Muchos son los análisis que pueden llevarse a cabo para tratar de “explicar” un hecho a todas luces aberrante. Seis jóvenes, cuyas edades van de los 20 a los 24 años, abordan a una joven de 20 años, la suben a un automóvil y se turnan para violarla. Mientras cuatro de ellos lo hacen, dos permanecen frente al automóvil, tocando la guitarra, intentando distraer a posibles transeúntes que pudieran advertir lo que estaba ocurriendo. Cuando son descubiertos, reaccionan violentamente contra los testigos del hecho e intentan huir arrastrando a la víctima por la calle. Todo esto, en pleno mediodía de un feriado de carnaval, en un transitado barrio de la Ciudad de Buenos Aires.
Lo que vino después es conocido: horas de programas televisivos hablando de “bestias, animales, lacras, que se pudran en la cárcel” y alentando a los detenidos en los penales a “darles la bienvenida” a los agresores sexuales. Cuando escucho estas expresiones me pregunto, si violar es un delito aberrante, alentar a que los violadores sean violados, o a que presos comunes se conviertan en violadores, ¿es instigación a la violencia, como mínimo?
Pero no es a los medios de comunicación a los que quiero referirme, sino al accionar de estos seis jóvenes, que en un instante lesionan gravemente la vida de una muchacha, y en ese mismo acto destrozan su propia vida (los años de condena que establece el Código Penal argentino para estos delitos, con los agravantes que seguramente se sumarán, permiten prever que será muy extenso el tiempo que pasarán en prisión).
Me pregunto, y me cuesta encontrar los recursos teóricos, para decir algo sobre el acto cometido por estos seis jóvenes. Conceptos tales como “patriarcado” aportan una lectura posible: el sujeto masculino ejerciendo un poder irrestricto sobre el cuerpo de una mujer, la cual es desubjetivada, objetalizada, reducida a un mero instrumento para la satisfacción del hombre.

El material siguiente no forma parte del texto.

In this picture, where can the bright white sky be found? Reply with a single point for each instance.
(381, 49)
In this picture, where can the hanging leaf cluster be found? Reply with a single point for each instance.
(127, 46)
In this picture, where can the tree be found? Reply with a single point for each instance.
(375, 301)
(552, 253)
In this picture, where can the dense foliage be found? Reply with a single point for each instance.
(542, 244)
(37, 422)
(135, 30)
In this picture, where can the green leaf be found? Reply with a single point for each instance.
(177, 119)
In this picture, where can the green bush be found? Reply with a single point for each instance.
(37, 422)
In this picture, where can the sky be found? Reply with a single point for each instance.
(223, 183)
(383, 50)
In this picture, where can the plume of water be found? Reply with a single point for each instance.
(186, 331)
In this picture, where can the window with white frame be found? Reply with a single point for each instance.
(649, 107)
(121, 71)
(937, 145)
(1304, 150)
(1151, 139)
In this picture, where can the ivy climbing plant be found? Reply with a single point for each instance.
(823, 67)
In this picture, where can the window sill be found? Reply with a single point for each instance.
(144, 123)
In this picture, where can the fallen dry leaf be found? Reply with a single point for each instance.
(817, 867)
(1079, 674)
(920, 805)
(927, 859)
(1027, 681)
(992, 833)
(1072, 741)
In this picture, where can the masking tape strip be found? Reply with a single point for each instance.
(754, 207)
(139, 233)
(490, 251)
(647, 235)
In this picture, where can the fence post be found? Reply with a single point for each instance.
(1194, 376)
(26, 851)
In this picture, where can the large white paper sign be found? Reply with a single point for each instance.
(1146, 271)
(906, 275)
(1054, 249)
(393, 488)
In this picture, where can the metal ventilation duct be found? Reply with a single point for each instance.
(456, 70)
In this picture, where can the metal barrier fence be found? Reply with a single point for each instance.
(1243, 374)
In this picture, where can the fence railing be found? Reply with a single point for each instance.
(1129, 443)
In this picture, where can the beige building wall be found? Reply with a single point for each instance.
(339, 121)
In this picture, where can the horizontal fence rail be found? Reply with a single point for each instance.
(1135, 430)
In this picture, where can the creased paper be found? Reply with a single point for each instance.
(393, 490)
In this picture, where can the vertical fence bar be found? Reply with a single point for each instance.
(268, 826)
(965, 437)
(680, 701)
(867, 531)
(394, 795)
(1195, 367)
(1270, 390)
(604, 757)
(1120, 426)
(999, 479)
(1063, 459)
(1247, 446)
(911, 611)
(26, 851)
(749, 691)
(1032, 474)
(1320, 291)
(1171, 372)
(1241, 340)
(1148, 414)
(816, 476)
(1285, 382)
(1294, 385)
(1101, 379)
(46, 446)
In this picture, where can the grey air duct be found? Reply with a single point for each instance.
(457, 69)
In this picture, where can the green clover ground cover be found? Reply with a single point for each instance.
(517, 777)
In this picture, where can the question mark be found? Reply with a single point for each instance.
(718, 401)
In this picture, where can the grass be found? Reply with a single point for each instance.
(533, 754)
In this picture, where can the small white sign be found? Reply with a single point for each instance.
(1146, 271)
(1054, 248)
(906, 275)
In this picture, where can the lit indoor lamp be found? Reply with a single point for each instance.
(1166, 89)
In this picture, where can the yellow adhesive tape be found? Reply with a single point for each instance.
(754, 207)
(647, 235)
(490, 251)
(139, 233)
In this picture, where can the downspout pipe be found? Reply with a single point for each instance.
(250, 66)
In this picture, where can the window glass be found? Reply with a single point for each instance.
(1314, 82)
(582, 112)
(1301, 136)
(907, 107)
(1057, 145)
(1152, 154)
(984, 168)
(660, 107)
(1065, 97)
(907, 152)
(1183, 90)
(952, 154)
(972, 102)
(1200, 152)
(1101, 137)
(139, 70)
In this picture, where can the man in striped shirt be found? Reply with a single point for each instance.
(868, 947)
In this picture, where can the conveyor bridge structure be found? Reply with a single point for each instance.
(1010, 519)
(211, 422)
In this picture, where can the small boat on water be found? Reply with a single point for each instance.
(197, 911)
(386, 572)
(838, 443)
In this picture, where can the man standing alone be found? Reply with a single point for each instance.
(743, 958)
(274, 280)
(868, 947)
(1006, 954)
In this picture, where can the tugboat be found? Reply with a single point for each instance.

En su definición, patriarcado alude justamente a “un término originalmente derivado de la palabra Patriarca, es utilizado en los años 70 por los estudios feministas y de género para hacer referencia a una estructura de organización y dominación sexo-género en el que prevalece la autoridad y el poder de los hombres y lo masculino; mientras las mujeres son despojadas del ejercicio de libertades, derechos, poder económico, social o político”.
Gerda Lerner (1986) definió al patriarcado como “la manifestación e institucionalización del dominio masculino sobre las mujeres y niños/as de la familia y la ampliación de este dominio sobre las mujeres en las sociedad en general”.
Entiendo este concepto como necesario, como marco si se quiere cultural e histórico, pero a la vez resulta insuficiente a mi juicio reducir el acto cometido por seis jóvenes, en forma simultánea, en el que ninguno de ellos, (aun con algunos al menos registrando que lo que estaban haciendo estaba mal --la actitud de intentar distraer para no ser descubiertos así lo evidencia--) impidiera o pusiera freno al ataque brutal, despiadado, degradante, al que sometieron a la jovencita.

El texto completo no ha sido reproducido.